Investors primary desire for returns

When discussing future liabilities (retirement, education, et al) the pressure is on investors to achieve their required returns.

Usually, they are focused on accumulation or income generation, which drives the prices of the assets being sought.  Those seeking income to help fund retirement typically chase high dividend paying companies, especially in the ongoing low interest rate environment. Investors are also increasingly using income-generating companies for compounding to generate capital growth.

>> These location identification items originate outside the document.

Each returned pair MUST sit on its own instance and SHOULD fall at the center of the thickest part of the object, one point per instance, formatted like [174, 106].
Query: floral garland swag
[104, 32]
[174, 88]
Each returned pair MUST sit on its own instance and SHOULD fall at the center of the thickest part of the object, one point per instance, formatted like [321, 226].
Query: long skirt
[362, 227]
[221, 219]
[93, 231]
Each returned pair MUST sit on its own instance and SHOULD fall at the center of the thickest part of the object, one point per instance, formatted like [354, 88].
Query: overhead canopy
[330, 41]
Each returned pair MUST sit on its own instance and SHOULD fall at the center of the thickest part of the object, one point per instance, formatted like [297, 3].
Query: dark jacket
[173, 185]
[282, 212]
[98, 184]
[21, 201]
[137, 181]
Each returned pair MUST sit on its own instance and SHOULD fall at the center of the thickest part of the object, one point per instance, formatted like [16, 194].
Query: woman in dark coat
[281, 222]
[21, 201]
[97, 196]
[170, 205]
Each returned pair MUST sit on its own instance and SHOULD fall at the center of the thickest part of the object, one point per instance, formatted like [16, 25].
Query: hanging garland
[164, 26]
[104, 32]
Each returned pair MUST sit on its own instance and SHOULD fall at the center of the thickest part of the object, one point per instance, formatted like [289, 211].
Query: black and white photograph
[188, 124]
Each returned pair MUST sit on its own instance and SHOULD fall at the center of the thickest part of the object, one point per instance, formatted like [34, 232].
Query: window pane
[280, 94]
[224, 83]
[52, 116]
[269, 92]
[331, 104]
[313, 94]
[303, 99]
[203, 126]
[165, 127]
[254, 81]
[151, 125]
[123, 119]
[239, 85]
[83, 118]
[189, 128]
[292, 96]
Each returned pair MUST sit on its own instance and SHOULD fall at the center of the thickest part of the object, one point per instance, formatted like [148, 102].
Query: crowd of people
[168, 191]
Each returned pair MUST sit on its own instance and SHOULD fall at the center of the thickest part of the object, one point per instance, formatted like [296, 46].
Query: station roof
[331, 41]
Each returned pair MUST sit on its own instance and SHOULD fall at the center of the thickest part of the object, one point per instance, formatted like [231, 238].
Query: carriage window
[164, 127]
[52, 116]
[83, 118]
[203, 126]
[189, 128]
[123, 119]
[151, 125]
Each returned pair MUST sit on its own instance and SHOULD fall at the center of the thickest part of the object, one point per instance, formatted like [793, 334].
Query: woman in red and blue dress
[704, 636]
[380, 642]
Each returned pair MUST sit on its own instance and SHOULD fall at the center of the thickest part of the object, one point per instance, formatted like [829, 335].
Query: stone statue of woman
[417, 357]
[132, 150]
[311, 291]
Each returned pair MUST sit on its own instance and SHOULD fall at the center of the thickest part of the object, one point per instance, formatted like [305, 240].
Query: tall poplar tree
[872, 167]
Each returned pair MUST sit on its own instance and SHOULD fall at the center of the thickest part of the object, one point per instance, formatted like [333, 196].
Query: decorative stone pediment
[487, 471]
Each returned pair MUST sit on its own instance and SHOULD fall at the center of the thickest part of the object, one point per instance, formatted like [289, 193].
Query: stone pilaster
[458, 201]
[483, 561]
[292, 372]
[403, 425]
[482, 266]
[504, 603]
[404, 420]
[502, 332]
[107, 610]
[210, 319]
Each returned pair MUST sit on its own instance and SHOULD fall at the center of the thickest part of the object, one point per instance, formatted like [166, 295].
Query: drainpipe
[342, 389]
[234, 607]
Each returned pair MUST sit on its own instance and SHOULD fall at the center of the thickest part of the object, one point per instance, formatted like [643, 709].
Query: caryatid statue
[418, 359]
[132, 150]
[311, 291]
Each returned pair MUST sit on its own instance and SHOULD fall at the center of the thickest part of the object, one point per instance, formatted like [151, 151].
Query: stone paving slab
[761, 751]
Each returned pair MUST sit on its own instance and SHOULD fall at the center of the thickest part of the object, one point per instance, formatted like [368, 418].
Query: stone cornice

In Asia, many companies pay a high percentage of profits out as dividends. Reducing profits, and therefore dividend payments, to invest in their business means the market will punish them. Investors focused on income-stocks will move elsewhere. The challenge of sustainability is that the companies that pay the highest dividends are typically in traditional industries that are asset heavy and have a high carbon footprint. Investors will need to support them in their transition to NetZero by accepting lower dividend payouts, otherwise these companies will struggle and eventually lose out as we transition to low carbon alternatives. Whilst this may be long-term desirable, in the short term it will create unmanageable economic dislocation.

Fund managers under pressure to maintain performance and deliver green

The key challenge facing the asset management industry is it operates in a saturated market, that is highly competitive.

Fund managers are traditionally judged primarily on performance. However, the managers’ response to ESG and their ability to incorporate ESG factors is now another area of competitive pressure.

The question is how to maintain performance while still addressing ESG. Yes, ESG strategies outperformed in 2020, and demonstrated sustainability can now be lucrative. However, upon digging deeper, it is apparent that positively screened ESG companies have lower employee metrics and are asset light industries. Automation does not create jobs, and tech does not need employee rights.

Investing in large ESG positive businesses also has the destructive effect of channelling money away from asset heavy industries that today create jobs and support local communities. Equally, SMEs that score low on ESG need to finance their NetZero transition – is the market punishing them or helping them?

Businesses are at the sharp end

Companies must tread a fine line. They are expected to deliver returns, while at the same time investing for their future. Sustainability is no longer a nice-to-have overhead, it is future-proofing their business.

However, delivering on the ‘E’ is going to cost money, and as with other stakeholders, someone has to pay. If the cost cannot be passed through to the end customer, cutting costs within the business may impact staff pay, bonuses and the ability to hire new employees. It may also lead to certain functions becoming obsolete and job losses. The ‘E’ comes at the expense of the ‘S’.

In Asia, the objective used to be squeezing the last drop of profit out of the business. This is slowly shifting to an objective of longevity and legacy. Paying out all profits in dividends is short-sighted, whilst playing the long game could help increase margins over time. To do this, the companies need the right investors onboard.

Conclusion

For stakeholders who are used to only thinking from one quarter to the next, a mindset shift is needed to build longer term relationships and expectations, and move away from get-rich-quick investing.

Generating returns and being true to the ‘S’ takes time. Short termism is the death knell of sustainable growth, so companies need the right type of investors with the right mindset to achieve the change needed.

Now is the time to be making that mindset shift, which will help identify investments in companies that stand to do best from the transition to a low carbon future alongside broader social objectives of communities and economies.